Il baisa, ivre de volupté, la main qui le repoussait. Marcelle se renversa en arrière avec un râle furieux.

— Je vous hais… je vous hais… Oh ! les hommes, les misérables… Êtes-vous donc assez lâches !…

Louis se précipita sur sa bouche.

— Tais-toi, Marcelle, je ne suis pas un lâche. Je ne te prendrai pas de force, bien que tu le mérites pour tes cruautés atroces… Marcelle* je t’en supplie !…

Elle haletait.

— Tu es un enfant ! finit-elle par lui dire au milieu d’un spasme…

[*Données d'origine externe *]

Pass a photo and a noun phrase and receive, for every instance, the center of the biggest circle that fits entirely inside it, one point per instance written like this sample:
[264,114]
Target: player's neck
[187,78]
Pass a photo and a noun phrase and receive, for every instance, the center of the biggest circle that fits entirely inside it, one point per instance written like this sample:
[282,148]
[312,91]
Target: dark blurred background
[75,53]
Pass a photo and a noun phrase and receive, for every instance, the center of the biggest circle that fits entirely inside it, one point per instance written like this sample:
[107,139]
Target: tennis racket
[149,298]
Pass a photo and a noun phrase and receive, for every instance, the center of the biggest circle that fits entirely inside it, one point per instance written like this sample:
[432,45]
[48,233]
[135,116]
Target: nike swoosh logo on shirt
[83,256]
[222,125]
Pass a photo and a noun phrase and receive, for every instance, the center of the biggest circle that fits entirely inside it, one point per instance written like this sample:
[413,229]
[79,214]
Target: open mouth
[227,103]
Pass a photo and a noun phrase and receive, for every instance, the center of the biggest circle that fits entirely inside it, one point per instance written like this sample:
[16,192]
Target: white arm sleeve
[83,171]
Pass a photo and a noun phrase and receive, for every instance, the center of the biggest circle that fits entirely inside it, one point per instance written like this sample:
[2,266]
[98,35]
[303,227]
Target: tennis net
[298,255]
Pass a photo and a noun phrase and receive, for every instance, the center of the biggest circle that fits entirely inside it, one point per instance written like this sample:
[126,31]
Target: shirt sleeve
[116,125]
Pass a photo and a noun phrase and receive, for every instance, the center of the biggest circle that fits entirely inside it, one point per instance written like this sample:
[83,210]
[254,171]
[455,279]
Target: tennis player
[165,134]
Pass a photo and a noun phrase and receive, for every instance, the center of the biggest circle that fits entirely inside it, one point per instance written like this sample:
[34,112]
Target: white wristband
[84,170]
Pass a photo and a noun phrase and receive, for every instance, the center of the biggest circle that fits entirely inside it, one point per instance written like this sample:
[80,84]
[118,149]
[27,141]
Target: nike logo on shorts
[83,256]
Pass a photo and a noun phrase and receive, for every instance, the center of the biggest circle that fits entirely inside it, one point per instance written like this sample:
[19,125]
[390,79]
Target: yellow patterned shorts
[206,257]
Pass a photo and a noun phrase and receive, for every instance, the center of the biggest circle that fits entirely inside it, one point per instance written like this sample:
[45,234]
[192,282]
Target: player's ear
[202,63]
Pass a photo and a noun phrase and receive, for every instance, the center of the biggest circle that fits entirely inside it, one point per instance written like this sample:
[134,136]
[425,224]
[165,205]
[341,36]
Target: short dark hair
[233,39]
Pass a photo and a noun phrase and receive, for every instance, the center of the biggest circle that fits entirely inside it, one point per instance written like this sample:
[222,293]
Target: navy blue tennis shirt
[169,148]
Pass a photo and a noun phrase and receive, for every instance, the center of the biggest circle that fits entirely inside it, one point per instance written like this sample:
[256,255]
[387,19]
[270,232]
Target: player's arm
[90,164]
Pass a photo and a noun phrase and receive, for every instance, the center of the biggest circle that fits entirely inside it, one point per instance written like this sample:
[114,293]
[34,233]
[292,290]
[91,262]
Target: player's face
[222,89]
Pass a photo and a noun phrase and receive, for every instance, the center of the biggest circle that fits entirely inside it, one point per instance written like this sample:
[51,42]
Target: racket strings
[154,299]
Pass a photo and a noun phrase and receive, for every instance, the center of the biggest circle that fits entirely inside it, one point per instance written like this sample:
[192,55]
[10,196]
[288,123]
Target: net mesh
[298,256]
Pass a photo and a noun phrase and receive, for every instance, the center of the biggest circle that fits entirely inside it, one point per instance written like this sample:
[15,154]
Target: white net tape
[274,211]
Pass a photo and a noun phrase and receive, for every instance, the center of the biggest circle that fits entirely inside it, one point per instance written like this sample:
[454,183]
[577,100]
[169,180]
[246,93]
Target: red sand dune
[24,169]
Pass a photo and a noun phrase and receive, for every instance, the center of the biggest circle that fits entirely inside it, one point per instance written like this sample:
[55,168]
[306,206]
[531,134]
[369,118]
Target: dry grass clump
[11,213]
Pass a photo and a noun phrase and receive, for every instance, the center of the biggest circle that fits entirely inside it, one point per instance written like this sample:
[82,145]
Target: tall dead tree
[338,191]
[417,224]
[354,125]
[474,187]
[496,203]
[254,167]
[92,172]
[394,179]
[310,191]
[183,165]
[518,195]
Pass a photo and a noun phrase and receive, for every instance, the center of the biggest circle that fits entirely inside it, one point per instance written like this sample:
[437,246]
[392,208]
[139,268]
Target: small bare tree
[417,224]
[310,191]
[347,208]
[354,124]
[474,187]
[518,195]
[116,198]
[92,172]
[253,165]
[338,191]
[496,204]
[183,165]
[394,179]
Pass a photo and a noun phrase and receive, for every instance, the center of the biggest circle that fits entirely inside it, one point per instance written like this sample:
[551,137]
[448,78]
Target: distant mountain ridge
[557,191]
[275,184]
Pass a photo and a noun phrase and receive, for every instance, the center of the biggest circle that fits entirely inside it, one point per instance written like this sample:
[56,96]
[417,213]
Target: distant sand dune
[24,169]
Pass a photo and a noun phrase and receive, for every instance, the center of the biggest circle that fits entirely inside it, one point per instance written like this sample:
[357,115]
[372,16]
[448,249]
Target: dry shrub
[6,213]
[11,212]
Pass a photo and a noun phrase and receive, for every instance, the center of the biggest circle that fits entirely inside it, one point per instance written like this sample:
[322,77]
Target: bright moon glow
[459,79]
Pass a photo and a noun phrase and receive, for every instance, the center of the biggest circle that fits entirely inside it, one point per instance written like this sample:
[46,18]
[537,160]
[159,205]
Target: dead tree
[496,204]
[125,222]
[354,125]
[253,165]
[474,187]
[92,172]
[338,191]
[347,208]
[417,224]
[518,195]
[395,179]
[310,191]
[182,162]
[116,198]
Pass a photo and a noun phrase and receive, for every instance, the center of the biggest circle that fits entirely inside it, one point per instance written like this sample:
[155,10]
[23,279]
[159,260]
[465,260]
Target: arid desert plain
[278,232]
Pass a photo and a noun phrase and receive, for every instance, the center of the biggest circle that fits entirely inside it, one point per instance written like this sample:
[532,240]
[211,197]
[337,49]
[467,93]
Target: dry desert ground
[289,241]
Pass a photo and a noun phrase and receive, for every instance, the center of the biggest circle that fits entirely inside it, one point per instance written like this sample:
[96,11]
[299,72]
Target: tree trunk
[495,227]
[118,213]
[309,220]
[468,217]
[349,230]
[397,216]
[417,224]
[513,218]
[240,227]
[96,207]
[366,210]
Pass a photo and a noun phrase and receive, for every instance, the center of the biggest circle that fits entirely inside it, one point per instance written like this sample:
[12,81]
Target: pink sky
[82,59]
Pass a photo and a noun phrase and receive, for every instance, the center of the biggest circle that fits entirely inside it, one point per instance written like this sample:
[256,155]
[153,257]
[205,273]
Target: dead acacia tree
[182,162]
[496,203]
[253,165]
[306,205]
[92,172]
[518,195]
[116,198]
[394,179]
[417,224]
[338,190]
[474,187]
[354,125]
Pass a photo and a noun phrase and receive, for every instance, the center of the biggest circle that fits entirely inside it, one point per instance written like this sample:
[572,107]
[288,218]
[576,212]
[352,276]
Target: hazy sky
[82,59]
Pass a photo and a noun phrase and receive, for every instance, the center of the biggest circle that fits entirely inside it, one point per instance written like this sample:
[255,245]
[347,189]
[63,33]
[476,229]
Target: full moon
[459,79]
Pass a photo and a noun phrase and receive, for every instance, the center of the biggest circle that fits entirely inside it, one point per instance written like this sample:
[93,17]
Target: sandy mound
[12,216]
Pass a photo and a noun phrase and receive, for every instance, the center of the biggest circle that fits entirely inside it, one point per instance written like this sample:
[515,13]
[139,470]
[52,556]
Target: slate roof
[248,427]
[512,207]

Une heure après ils devisaient de l’amour. Cette inexplicable crise les avait unis dans une inexplicable tendresse. Couché devant le feu, Louis l’admirait, car elle était superbe, sa lionne devenue chatte : elle se drapait d’une mousseline neigeuse pour aller chercher le repos sous les rideaux roses de son lit de princesse. Les billets jonchaient le sol répandus là comme le prix de ses faveurs, éveillant une idée courtisanesque, peut-être un souvenir assez drôle pour faire rire le jeune amant.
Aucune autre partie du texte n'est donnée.